Mark D Phillips has had a front row seat to the digital revolution.

Phillips began his career in the media. After graduating from Randolph Technical College with a degree in photojournalism, he spent 20 years traveling the world using technology to meet daily deadlines.

While working as a staff photographer for The Tampa Tribune, Phillips met and married Andrea Peyser. It’s also where he added the “D” to his photo credit. When he was assigned to photograph Princess Anne on a visit to Georgia, the British Embassy made light of his name, Mark Phillips. “We can’t give credentials to a photographer with the same name as her ex-husband, Captain Mark Phillips” was the reason. So Mark Phillips became Mark D Phillips on his professional credit line.

A life-long New Yorker, Peyser vowed to move them back to the city. When Andrea joined the New York Post in 1989, Mark became a staff photographer for the Associated Press in New York City.

1992 was a banner year in his photojournalism career, when he won First Place awards for his Sports photography in the Pictures of the Year competition and First Place from the Baseball Hall of Fame while working for Agence France-Presse. His photograph, “Safe,” is part of the Hall of Fame’s permanent collection.

His industry became the testing ground for today’s conveniences, with early models of film scanners, digital photo transmitters, computers and digital cameras provided by companies looking for what changes needed to be made to make them useful.

During this period, he realized the importance of the Internet for the media and left the news industry to create his first Internet company, PHORUM. Utilizing his experience in the media, PHORUM developed some of the earliest Websites offered over 28,800 modems. The advent of digital photography was exciting. In the days before high speed access and iPhones, developing and transmitting images from remote locations was a challenge. Mark’s work set the standard for what was to come.
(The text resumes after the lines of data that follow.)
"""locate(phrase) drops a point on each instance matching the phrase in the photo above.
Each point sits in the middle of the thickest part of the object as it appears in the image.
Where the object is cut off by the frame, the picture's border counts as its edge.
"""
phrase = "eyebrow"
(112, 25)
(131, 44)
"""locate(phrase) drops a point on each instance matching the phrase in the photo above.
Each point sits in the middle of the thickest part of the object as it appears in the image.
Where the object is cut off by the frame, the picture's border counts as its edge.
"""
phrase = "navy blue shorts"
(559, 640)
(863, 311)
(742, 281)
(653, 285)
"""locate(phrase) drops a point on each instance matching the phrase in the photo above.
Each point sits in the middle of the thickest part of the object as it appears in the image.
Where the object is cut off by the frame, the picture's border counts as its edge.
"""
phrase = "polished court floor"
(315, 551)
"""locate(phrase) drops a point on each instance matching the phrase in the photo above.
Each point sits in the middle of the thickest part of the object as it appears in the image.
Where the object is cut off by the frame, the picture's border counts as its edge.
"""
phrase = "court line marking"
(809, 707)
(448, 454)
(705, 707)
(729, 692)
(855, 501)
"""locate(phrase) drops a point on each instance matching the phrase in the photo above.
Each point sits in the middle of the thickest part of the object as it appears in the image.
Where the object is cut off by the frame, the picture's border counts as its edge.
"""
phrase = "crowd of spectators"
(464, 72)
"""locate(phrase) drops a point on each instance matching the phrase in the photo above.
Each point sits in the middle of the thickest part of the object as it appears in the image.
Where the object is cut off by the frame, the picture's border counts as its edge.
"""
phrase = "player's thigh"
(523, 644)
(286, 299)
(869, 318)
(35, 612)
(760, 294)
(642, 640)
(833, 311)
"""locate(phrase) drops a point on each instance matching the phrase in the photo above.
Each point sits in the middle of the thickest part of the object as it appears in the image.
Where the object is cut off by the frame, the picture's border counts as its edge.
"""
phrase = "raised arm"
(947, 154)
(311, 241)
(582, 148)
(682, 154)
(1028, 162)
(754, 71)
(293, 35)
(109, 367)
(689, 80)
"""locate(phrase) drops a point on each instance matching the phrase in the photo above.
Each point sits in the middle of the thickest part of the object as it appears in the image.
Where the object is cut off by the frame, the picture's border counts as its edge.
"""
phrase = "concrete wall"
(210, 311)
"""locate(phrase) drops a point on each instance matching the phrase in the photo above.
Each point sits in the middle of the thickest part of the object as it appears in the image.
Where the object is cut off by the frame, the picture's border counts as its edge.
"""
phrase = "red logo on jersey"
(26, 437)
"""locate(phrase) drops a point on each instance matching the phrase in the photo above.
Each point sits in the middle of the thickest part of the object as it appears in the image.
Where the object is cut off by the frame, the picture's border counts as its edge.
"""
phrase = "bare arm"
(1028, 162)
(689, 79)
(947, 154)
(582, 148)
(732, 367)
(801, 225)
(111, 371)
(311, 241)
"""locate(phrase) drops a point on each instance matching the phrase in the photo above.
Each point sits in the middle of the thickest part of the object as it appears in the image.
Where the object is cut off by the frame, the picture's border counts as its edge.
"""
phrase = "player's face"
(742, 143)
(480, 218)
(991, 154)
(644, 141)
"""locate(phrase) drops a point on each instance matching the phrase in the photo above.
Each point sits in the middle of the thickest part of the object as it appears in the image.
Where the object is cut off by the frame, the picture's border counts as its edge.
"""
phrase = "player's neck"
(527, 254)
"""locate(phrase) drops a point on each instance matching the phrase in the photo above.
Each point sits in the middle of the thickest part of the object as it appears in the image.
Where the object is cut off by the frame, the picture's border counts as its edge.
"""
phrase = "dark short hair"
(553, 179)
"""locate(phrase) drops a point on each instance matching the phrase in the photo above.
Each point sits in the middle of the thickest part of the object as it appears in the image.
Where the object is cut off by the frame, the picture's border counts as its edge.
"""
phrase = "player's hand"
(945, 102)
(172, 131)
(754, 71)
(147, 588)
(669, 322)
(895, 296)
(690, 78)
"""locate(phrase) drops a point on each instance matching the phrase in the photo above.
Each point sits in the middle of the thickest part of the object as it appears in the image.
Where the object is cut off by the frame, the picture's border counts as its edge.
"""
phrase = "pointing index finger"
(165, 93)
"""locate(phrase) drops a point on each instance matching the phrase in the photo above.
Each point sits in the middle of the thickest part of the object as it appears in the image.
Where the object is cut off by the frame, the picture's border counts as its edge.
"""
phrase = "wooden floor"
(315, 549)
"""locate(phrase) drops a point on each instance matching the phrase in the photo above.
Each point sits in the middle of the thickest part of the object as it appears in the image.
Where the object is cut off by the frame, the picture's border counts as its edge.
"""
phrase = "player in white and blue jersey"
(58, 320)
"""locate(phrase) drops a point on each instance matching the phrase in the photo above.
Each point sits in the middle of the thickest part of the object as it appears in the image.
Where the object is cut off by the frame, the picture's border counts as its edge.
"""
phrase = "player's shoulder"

Making use of early digital technology in 1994, he transmitted daily coverage of Nelson Mandela’s election as president of South Africa via Compuserve, the first worldwide computer service. In 1995, he made one of the first digital photo transmissions from the interior of China, providing images of Jay Cochrane’s World Record high wire walk above the Yangtze River to the worldwide media.

By 2001, as the World Trade Center was destroyed, digital photography was becoming the norm. September 11, 2001, has been called the day that more photographs were taken than any day in history. His photograph, “Satan in the Smoke,” became a worldwide phenomenon and an icon of digital photography. With no negative, Phillips had to prove that a digital image was real and un- retouched. It became a defining moment in his career.

Today, Phillips is back to his roots. His company, South Brooklyn Internet, still produces websites, but his love is photography. Utilizing his vast knowledge of the industry, he uses all the technology available to distribute his work and his clients’ information.